Thereafter, Katrina Victoria Davis, by and through her mother as next friend, sued Ruby C. Webb, the driver of the vehicle which struck her as she was crossing the alleyway which serves as a driveway for the residence of defendant. A jury verdict was returned in favor of the defendant. Judgment followed the verdict, and plaintiffs motion for new trial was filed and denied. Plaintiff appeals. Held:
1. Until the decision in Trotter v. Ashbaugh, 137 Ga. App. 378 (224 SE2d 42), was reversed by the Supreme Court in Ashbaugh v. Trotter, 237 Ga. 46 (226 SE2d 736), a child of the age of the plaintiff was conclusively presumed to be too young to be guilty of contributory negligence. However, in the Ashbaugh case the Supreme Court took into consideration Code § 105-204 as to the due care of a child of tender years and held that the principle language of the statute must be applied and "the question of the infant’s alleged negligence is one for the jury. .. under appropriate instructions from the trial court.” The trial court here fully charged the jury to determine what *145were the circumstances and true facts of the matter under investigation and then determine the child’s age and mental and physical capacity at the time of the injury and "from this you will then determine what care she was capable of exercising and whether or not she exercised that particular care [which] would be the due care expected of her by law.” The trial court then instructed the jury after it had determined that care to determine whether or not she had exercised that care, whatever it was, and if her acts, whatever they were, constituted negligence for a child her age and under her circumstances or not. The court then fully charged on the question of negligence by both parties "keeping in mind the difference in the duty of care” including instructions as to the law as to diminishing damages or comparative negligence. The court fully charged the law as required by Ashbaugh, 237 Ga. 46, supra. The trial court did not err in charging the jury on comparative negligence inasmuch as the evidence was somewhat in conflict as to how and in what manner the defendant drove the automobile onto the body of this minor child. Based on the consideration of the age of the child and as to whether or not the child exercised due care in the actual circumstances here the jury was authorized to consider that the child may have been negligent in some manner.
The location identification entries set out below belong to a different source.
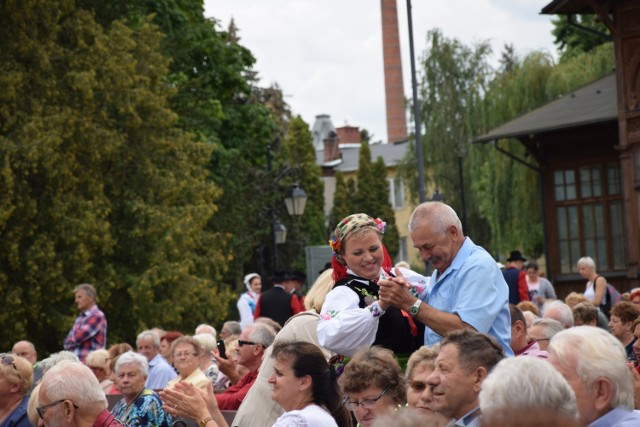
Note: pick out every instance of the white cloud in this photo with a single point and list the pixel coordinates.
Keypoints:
(326, 55)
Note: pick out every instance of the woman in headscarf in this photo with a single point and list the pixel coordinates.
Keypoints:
(247, 302)
(352, 317)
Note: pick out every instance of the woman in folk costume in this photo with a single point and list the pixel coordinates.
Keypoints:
(352, 317)
(247, 301)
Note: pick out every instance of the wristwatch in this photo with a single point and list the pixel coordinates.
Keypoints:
(415, 308)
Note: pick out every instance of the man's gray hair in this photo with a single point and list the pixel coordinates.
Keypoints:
(73, 381)
(440, 216)
(559, 311)
(132, 357)
(56, 358)
(527, 382)
(234, 327)
(149, 334)
(548, 327)
(262, 334)
(594, 353)
(207, 342)
(88, 289)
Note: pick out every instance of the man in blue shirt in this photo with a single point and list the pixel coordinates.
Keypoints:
(466, 290)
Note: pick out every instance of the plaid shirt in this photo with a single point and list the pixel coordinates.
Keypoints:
(88, 333)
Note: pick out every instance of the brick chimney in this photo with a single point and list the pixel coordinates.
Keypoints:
(349, 134)
(331, 147)
(393, 84)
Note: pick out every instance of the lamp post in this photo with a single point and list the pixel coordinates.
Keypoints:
(295, 201)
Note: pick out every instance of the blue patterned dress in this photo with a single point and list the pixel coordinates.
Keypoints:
(145, 411)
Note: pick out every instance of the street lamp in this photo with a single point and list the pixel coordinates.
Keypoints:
(296, 200)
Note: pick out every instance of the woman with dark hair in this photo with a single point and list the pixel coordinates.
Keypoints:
(352, 316)
(305, 387)
(303, 384)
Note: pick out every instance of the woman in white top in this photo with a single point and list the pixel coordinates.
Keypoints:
(596, 288)
(248, 300)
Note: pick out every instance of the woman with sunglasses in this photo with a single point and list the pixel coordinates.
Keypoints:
(373, 384)
(16, 374)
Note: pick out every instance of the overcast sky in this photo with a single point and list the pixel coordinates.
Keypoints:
(326, 55)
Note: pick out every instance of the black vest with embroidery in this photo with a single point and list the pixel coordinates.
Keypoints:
(394, 329)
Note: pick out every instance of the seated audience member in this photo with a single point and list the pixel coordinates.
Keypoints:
(207, 363)
(253, 342)
(594, 363)
(634, 296)
(160, 372)
(410, 417)
(526, 384)
(623, 315)
(71, 396)
(185, 352)
(257, 408)
(139, 405)
(542, 331)
(528, 306)
(420, 366)
(16, 377)
(166, 341)
(520, 344)
(27, 350)
(575, 298)
(203, 328)
(373, 384)
(230, 328)
(557, 310)
(98, 362)
(585, 313)
(636, 345)
(465, 359)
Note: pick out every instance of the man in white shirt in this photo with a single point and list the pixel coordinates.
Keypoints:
(160, 372)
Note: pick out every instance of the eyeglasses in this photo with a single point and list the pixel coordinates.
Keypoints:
(242, 342)
(41, 409)
(186, 354)
(352, 405)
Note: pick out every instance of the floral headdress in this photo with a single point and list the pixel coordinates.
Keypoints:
(346, 227)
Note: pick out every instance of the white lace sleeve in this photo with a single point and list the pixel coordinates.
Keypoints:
(344, 327)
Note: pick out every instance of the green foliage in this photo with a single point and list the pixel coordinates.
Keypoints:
(572, 40)
(462, 98)
(99, 184)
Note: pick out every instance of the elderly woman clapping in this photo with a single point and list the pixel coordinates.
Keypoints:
(139, 406)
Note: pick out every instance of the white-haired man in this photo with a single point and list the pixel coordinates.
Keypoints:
(71, 396)
(467, 289)
(594, 363)
(160, 372)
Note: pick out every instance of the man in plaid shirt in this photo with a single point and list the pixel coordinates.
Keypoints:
(90, 330)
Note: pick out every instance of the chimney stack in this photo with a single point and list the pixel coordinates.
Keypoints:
(393, 84)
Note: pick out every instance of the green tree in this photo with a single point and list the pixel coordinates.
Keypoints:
(99, 184)
(576, 34)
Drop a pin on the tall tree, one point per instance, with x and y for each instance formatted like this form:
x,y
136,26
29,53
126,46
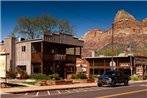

The court did not err in refusing to charge as requested that the plaintiff was too young, immature and inexperienced to possess sufficient judgment, prudence and discretion to be chargeable with the failure to exercise due care for her own safety or with any contributory negligence. As stated in Ashbaugh v. Trotter, 237 Ga. 46, 47, supra, that court refused to follow Red Top Cab Co. v. Cochran, 100 Ga. App. 707 (112 SE2d 229), cited by the plaintiff in support of the written request to charge as the court did not consider it a controlling precedent.
2. In consideration of the entire evidence which is somewhat conflicting as to the facts and circumstances surrounding the incident in which the child’s body was run over by an automobile crossing the sidewalk and leaying an alley to enter the street it cannot be said the evidence is insufficient to support the findings of the jury *146in favor of the defendant.
Argued January 8, 1979 — Decided February 22, 1979. L. Z. Dozier, J. Robert Daniel, for appellant. Hendley V. Napier, Robert R. Gunn, for appellee.Judgment affirmed.
Deen, C. J., and Shulman, J., concur.